Cannes 2018 : EN LIBERTÉ ! / Critique

14-05-2018 - 18:02 - Par

Cannes 2018 : EN LIBERTÉ !

De Pierre Salvadori. Quinzaine des Réalisateurs.

 

Synopsis officiel : Yvonne jeune inspectrice de police, découvre que son mari, le capitaine Santi, héros local tombé au combat, n’était pas le flic courageux et intègre qu’elle croyait mais un véritable ripou. Déterminée à réparer les torts commis par ce dernier, elle va croiser le chemin d’Antoine injustement incarcéré par Santi pendant huit longues années. Une rencontre inattendue et folle qui va dynamiter leurs vies à tous les deux.

 

Une grande comédie fait toujours l’effet d’un shoot euphorique comme après un tour de grand huit. La lente montée qui fait frissonner, la dégringolade grisante, les virages surprenants, les bosses, les zigzag et surtout la sensation d’avancer coûte que coûte à une vitesse folle. C’est tout l’effet dingue que produit EN LIBERTÉ !, la géniale nouvelle comédie de Pierre Salvadori. On savait l’auteur de DANS LA COUR et d’APRÈS VOUS à l’aise avec la sophistication amoureuse légère, on le découvre avec ce nouvel opus comme un digne héritier de Blake Edwards. On met la barre haut mais croyez-nous, elle est justifiée. Cela fait longtemps qu’on n’avait pas dégusté une grande comédie aussi libre de tout carcan, osant télescoper à rythme soutenu le burlesque potache, la réplique qui tue, le gag cartoon, la délicatesse du marivaudage et la mélancolie des misfits ! Il y a quelque chose de jubilatoire à voir cette histoire de culpabilité mal placée, de colère lunaire et d’amoureux égarés se développer devant nous avec une telle agilité.

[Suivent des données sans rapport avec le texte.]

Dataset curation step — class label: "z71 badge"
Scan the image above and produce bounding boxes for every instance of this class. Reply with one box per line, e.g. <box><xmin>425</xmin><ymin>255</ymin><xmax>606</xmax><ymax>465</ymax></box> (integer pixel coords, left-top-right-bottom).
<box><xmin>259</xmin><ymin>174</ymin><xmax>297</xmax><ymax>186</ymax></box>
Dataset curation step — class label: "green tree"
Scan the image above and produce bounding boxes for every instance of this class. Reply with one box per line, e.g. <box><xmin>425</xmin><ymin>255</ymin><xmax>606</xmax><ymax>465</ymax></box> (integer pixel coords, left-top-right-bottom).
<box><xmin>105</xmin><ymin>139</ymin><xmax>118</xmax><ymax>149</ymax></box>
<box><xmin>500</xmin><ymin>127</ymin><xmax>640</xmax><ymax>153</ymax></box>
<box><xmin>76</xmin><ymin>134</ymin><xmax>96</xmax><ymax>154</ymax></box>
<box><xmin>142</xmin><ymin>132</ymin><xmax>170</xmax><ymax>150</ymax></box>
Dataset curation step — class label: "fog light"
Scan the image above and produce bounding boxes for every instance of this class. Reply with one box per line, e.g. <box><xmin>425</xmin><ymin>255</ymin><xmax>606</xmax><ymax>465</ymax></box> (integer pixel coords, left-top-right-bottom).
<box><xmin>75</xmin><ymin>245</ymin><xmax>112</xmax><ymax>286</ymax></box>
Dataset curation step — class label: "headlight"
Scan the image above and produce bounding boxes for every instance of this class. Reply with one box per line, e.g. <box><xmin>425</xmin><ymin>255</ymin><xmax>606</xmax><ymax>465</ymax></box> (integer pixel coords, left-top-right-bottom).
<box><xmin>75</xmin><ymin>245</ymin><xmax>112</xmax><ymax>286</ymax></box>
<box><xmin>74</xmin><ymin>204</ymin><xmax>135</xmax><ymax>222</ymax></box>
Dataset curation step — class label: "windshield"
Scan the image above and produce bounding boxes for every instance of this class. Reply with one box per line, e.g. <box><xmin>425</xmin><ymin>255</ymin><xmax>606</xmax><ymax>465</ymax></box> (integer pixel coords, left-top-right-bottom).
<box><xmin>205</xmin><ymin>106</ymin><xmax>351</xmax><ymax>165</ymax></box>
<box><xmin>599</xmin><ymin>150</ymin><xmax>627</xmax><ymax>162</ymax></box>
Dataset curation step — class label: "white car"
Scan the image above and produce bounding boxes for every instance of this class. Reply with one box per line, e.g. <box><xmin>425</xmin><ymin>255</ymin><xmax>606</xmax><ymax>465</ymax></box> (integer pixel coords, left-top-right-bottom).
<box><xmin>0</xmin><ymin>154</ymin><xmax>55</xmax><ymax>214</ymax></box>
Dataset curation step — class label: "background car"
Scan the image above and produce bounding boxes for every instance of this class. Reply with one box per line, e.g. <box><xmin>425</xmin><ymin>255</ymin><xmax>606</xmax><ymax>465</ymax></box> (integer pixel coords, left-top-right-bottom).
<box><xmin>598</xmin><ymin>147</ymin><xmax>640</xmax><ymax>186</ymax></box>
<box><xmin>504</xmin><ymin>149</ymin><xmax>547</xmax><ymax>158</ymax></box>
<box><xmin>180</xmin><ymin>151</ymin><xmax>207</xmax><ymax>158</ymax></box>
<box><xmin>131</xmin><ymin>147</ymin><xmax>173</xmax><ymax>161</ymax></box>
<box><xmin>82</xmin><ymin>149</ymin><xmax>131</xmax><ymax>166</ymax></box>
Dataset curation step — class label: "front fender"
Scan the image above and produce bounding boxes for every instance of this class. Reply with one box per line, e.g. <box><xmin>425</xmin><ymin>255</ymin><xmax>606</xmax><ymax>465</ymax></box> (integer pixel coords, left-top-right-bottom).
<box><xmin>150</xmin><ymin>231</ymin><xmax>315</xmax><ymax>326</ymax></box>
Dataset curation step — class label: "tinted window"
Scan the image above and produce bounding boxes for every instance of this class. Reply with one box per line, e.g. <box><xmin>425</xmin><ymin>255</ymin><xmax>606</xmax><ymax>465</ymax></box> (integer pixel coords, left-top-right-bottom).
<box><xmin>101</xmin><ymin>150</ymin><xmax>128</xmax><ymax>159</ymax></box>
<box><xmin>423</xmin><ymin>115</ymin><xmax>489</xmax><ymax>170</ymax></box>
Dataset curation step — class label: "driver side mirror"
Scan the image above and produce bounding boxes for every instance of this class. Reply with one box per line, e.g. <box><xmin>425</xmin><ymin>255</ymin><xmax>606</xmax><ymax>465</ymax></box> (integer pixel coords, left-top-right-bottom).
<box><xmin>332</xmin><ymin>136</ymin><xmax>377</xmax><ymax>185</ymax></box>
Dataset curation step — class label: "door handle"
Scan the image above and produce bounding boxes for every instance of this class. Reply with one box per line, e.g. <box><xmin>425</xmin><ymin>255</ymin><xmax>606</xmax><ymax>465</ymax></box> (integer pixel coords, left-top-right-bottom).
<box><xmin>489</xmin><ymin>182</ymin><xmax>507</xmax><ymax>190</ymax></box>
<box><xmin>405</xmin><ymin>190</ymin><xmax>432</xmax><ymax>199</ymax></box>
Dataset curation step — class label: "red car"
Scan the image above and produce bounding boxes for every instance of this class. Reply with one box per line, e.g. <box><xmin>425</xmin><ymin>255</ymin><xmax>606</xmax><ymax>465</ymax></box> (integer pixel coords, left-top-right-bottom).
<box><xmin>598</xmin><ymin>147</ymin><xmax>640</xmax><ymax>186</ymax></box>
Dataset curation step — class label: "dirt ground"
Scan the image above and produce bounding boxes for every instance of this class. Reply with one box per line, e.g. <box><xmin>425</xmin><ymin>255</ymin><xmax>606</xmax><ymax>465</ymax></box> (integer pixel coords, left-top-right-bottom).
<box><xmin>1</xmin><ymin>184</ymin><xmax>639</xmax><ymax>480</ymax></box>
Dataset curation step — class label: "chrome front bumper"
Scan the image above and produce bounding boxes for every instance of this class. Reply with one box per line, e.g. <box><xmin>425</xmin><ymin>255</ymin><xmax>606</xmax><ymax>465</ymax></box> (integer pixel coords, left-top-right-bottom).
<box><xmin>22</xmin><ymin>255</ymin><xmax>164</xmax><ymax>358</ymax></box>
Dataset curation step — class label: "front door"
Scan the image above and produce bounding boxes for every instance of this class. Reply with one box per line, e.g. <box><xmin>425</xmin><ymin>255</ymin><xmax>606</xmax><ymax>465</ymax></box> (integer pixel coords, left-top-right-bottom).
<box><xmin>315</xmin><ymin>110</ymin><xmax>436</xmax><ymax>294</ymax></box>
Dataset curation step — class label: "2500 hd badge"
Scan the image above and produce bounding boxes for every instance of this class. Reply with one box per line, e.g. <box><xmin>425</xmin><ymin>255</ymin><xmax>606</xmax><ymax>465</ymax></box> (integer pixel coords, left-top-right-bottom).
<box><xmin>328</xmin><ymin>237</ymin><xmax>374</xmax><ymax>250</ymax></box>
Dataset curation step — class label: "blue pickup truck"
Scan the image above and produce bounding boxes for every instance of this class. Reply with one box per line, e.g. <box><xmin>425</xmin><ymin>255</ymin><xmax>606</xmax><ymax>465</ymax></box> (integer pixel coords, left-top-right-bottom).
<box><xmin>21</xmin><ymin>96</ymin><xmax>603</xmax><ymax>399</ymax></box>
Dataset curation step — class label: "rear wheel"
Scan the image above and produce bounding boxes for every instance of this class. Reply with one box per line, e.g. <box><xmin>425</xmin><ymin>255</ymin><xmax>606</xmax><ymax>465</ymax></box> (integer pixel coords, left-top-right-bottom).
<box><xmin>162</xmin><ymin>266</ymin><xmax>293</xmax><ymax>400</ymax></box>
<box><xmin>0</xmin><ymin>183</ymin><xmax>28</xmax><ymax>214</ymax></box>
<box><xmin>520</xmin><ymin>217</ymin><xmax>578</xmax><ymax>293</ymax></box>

Ouvrant sur un pastiche très drôle de film policier burné très cartoon (avec un Vincent Elbaz en flic super héros), le réalisateur donne le ton d’un film hors norme qui oscillera toujours entre l’énorme et l’intime. On aura beau croiser un serial killer débordé, un sex dungeon très équipé, un sac poubelle qui fume, Zorro, ou même des coups de boule intempestifs, le cap de l’émotion n’est jamais perdu. C’est fort, grisant et surtout hilarant. Imparable, le swing comique de Salvadori n’a peut-être jamais été aussi joyeusement foutraque. Film sur le pardon de soi, l’acceptation de sa propre bizarrerie, EN LIBERTÉ célèbre le droit au bordel et conjure la culpabilité et tous les maux qui nous empêchent d’être en paix avec nous-même par un élan comique et romantique irrésistibles. Tous les personnages de ce film sont blessés, inquiets, pas au bon endroit au bon moment et pourtant ils font preuve d’une énergie et d’une vitalité communicatives. Comme chez Blake Edwards, c’est par le va-et-vient constant entre le dérapage et la réconciliation, que le film trouve son identité. Et quand l’émotion arrive, forcément elle atteint des sommets.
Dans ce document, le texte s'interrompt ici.